You can take a look at the top nouns by examining the contents of damionjunk.sentities.work/arknouns
:
(let [results @swork/arknouns
sresults (into (sorted-map-by
(fn [k1 k2]
(compare [(get results k1) k1]
[(get results k2) k2])))
results)]
(clojure.pprint/pprint (take-last 30 sresults)))
;; Results =>
;;
(["harry" 36]
["boys" 37]
["followers" 37]
["home" 37]
["summer" 37]
["tonight" 41]
["man" 42]
["everyone" 45]
["game" 45]
["guys" 45]
["thanks" 46]
["shit" 48]
["twitter" 49]
["way" 50]
["beyoncé" 51]
["minaj" 52]
["world" 53]
["ariana" 54]
["grande" 54]
["nicki" 55]
["someone" 55]
["girl" 58]
["control" 59]
["bitches" 65]
["video" 65]
["life" 66]
["time" 98]
["day" 102]
["today" 123]
["people" 130])
Similarly, you can dump contents of damionjunk.sentities.work/sentities
:
(let [results @swork/sentities
sresults (into (sorted-map-by (fn [k1 k2]

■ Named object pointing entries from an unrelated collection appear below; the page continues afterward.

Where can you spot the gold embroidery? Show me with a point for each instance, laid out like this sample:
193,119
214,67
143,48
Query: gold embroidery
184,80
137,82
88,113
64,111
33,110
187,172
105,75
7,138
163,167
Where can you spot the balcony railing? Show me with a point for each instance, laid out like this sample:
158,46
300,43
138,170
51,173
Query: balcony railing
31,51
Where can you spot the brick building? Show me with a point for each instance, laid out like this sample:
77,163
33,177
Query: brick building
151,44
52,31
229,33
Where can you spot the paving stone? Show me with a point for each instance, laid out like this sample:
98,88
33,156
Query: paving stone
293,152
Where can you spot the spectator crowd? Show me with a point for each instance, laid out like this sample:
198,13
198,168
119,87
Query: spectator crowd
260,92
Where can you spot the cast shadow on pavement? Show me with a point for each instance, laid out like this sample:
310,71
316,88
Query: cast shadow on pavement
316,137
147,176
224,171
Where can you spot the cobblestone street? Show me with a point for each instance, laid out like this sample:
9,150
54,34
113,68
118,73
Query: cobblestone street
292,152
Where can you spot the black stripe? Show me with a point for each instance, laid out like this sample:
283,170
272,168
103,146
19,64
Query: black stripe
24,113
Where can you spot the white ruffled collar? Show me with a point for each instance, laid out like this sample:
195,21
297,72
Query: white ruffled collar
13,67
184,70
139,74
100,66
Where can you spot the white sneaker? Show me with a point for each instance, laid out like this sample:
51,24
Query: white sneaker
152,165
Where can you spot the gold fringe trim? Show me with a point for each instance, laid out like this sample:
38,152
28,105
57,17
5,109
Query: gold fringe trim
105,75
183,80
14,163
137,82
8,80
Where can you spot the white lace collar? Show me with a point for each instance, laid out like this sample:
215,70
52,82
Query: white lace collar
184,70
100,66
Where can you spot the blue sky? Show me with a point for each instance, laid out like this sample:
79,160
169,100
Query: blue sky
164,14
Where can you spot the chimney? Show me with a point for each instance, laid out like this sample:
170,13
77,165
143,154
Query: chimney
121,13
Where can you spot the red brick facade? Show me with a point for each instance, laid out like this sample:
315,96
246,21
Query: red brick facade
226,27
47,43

(compare [(:count (get results k1)) k1]
[(:count (get results k2)) k2])))
results)]
;; We want the top 30, sorted by :count
(clojure.pprint/pprint (map (fn [[k {numer :sentiment denom :count}]]
{:entity k
:sentiment (* 1.0 (/ numer denom))
:count denom})
(take-last 30 sresults))))
;; Results
;; =>
({:entity "Barcelona", :sentiment 1.5, :count 6}
{:entity "Bieber", :sentiment 1.166666666666667, :count 6}
{:entity "Brown", :sentiment 1.5, :count 6}
{:entity "Caitlyn", :sentiment 1.0, :count 6}
{:entity "Curry", :sentiment 1.333333333333333, :count 6}
{:entity "Gaga", :sentiment 2.0, :count 6}
{:entity "House", :sentiment 1.166666666666667, :count 6}
{:entity "Lady", :sentiment 2.0, :count 6}
{:entity "Lauren", :sentiment 1.166666666666667, :count 6}
{:entity "Taylor", :sentiment 1.166666666666667, :count 6}
{:entity "Zayn", :sentiment 1.0, :count 6}
{:entity "LIAM", :sentiment 1.0, :count 7}
{:entity "Luke", :sentiment 1.0, :count 7}
{:entity "Netflix", :sentiment 1.428571428571429, :count 7}
{:entity "Davis", :sentiment 1.25, :count 8}
{:entity "Liam", :sentiment 1.0, :count 9}
{:entity "Chris", :sentiment 1.5, :count 10}
{:entity "Louis", :sentiment 1.5, :count 10}
{:entity "Niall", :sentiment 1.5, :count 10}
{:entity "Jeremy", :sentiment 1.0, :count 12}
{:entity "Justin", :sentiment 1.230769230769231, :count 13}
{:entity "London", :sentiment 1.0, :count 13}
{:entity "&", :sentiment 1.285714285714286, :count 14}
{:entity "Facebook", :sentiment 2.125, :count 16}
{:entity "#IChooseBEYONCE", :sentiment 1.0, :count 51}
{:entity "Beyoncé", :sentiment 1.0, :count 51}
{:entity "Grande", :sentiment 1.0, :count 52}
{:entity "Minaj", :sentiment 1.0, :count 52}
{:entity "Ariana", :sentiment 1.055555555555556, :count 54}
{:entity "Nicki", :sentiment 1.037037037037037, :count 54})
Make any sorts of assumptions that you'd like about the results. :)
Copyright © 2015 Damion Junk
Distributed under the Eclipse Public License either version 1.0 or (at your option) any later version.